Gov. Hutchinson: He only has authority at federal installations. And so, that’s good leadership that he calls for that 100 days. That’s very likely that we’ll need to continue to wear masks for that period of time. So, we need some strong messaging nationally about wearing a mask. It just can’t be in terms of a federal mandate, which doesn’t work. It’s up to the states to do that and to manage that. I think we’re doing it, so I think in Arkansas we’ve made the progress on the masks that makes the most difference, but I think it allows us to have a more consistent national message.
TB&P: Is there something else at the federal level that is not happening that you think should be happening that would be an improvement? Something that would make it better, or easier for you to do your job in this pandemic?
Gov. Hutchinson: Quite frankly, I was disappointed that the FDA did not immediately sign off on the recommendation of the advisory committee. It sounds like they’re waiting until Saturday to do it. That puzzles me, but I mean, that’s two days of additional delay in getting the vaccine out. So, I want them to move expeditiously on that. They’ve got to do it in a way that builds confidence, but at the same time, they’ve had the same materials the advisory committee has reviewed for some time now. And so, we’re anxious for that.
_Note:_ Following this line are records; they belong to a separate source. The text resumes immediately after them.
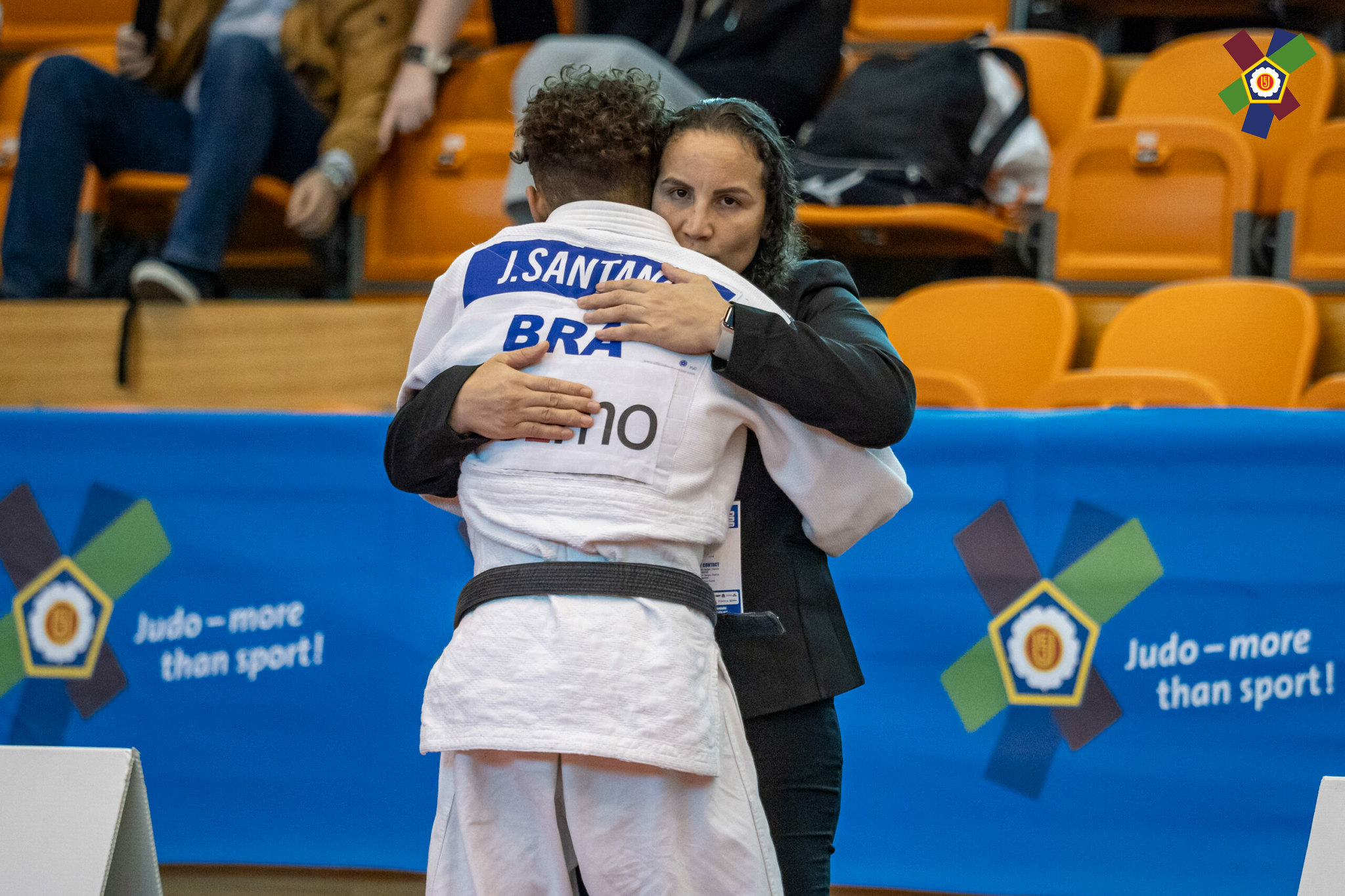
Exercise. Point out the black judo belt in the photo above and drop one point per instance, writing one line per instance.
(613, 581)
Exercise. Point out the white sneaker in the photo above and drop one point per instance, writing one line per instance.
(154, 280)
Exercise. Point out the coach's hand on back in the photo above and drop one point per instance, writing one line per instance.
(500, 402)
(682, 314)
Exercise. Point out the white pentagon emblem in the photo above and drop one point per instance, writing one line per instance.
(1044, 644)
(61, 617)
(1265, 81)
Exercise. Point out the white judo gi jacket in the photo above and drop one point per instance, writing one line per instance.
(650, 482)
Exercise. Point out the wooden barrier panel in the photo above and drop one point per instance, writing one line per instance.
(61, 352)
(267, 355)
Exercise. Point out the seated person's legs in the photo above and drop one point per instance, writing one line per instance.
(78, 113)
(252, 120)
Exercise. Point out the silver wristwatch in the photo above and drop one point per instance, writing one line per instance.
(432, 60)
(725, 345)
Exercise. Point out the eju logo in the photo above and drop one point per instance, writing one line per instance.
(64, 603)
(1264, 86)
(1038, 656)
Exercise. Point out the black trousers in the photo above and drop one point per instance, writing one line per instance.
(798, 759)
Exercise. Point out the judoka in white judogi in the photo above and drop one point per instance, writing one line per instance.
(613, 715)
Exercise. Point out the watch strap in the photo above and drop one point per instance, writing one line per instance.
(432, 60)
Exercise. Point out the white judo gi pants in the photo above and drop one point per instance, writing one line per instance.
(516, 824)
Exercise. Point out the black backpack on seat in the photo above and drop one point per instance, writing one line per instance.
(899, 131)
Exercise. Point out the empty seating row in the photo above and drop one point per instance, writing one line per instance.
(34, 24)
(1164, 191)
(1007, 341)
(1146, 198)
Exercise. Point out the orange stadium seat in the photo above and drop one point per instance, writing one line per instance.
(925, 20)
(439, 191)
(1147, 200)
(982, 341)
(1310, 241)
(478, 28)
(1064, 78)
(1184, 78)
(1214, 341)
(1327, 393)
(35, 24)
(144, 202)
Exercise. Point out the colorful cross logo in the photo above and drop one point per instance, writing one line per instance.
(54, 636)
(1036, 658)
(1264, 86)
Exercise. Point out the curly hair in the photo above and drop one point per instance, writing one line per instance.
(782, 240)
(594, 135)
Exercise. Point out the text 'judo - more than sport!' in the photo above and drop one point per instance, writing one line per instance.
(179, 664)
(1266, 653)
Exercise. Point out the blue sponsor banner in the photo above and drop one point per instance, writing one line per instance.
(554, 267)
(273, 661)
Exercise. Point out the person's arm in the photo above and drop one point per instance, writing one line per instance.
(464, 408)
(833, 368)
(410, 102)
(423, 453)
(369, 41)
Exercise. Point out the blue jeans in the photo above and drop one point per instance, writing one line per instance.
(254, 120)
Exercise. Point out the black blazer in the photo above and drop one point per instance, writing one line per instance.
(833, 368)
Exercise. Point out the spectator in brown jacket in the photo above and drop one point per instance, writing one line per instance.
(231, 89)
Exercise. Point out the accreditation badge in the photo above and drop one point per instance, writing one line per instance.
(722, 565)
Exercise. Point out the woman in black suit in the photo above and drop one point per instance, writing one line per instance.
(726, 188)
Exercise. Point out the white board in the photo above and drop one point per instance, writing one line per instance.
(74, 821)
(1324, 868)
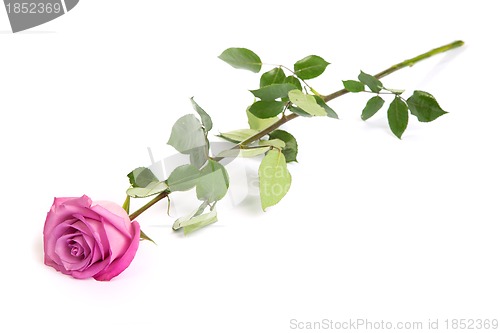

Secondly, there’s got to be just a really good handoff on the vaccine distribution with the Biden administration. I need them to work together closely on that. There’s a lot of untested things. I think we have a good plan, but until you start executing on it, there’s a lot that’s unknown.
Congress needs to immediately agree upon the next round of support for helping the states financially to get through this, which is everything from education, but it’s also our individual businesses and our unemployed. So, hopefully they will act. Those are the most important things right now.
TB&P: You’re getting a lot of criticism for not going further tonight… With the Christmas holiday season, it is either going to get better or it is either going to get worse. We’re unlikely to see things stay the same. Obviously, if things get better, that’s a positive. If things do get worse, what additional measures might you have to consider? What if we get twice as bad off as we are at this present time?
Gov. Hutchinson: It all depends upon the hospitals and the situation that they’re in. It also depends upon the data and information that we’re getting as to where the cases are coming from, which is really a little bit challenging, but I’ve been very encouraged by the hospitals. We’re improving our therapeutics. We are improving our movement of people through the hospital. So that we can free up bed space.
I’m encouraged with the coordination effort that we have in place. I’m hopeful that we can manage that well, and it gives us a little bit of extra rope as we go through Christmas. I’m actually more encouraged in the last couple of days. If we can stick with some discipline through the Christmas season, I think we can make it under. That’s my hope.
TB&P: I know you’re eternally optimistic, but we haven’t done a very good job with self-discipline over Thanksgiving. What makes you think we will do better at Christmas?
Gov. Hutchinson: I think Christmas is going to be challenging, but you’re presenting it sort of like an either/or that if we don’t do well, then what’s going to be the response and what steps do we need to take. That’s the challenge that we’re in that there’s nothing we can do other than encouragement and admonition about what happens in the home environment and what happens in group settings that are out there that we can’t touch.
So, I don’t know. We’ll have to wait and see, but it’s difficult to see what action can be taken. You look at other states – every state that had the toughest restrictions through Thanksgiving and beyond that – every state is having a surge in cases. And so, that’s part of the challenge of seeing where government restrictions right now beyond what we have is the answer. I think we’re approaching it the right way and I am hopeful that will work.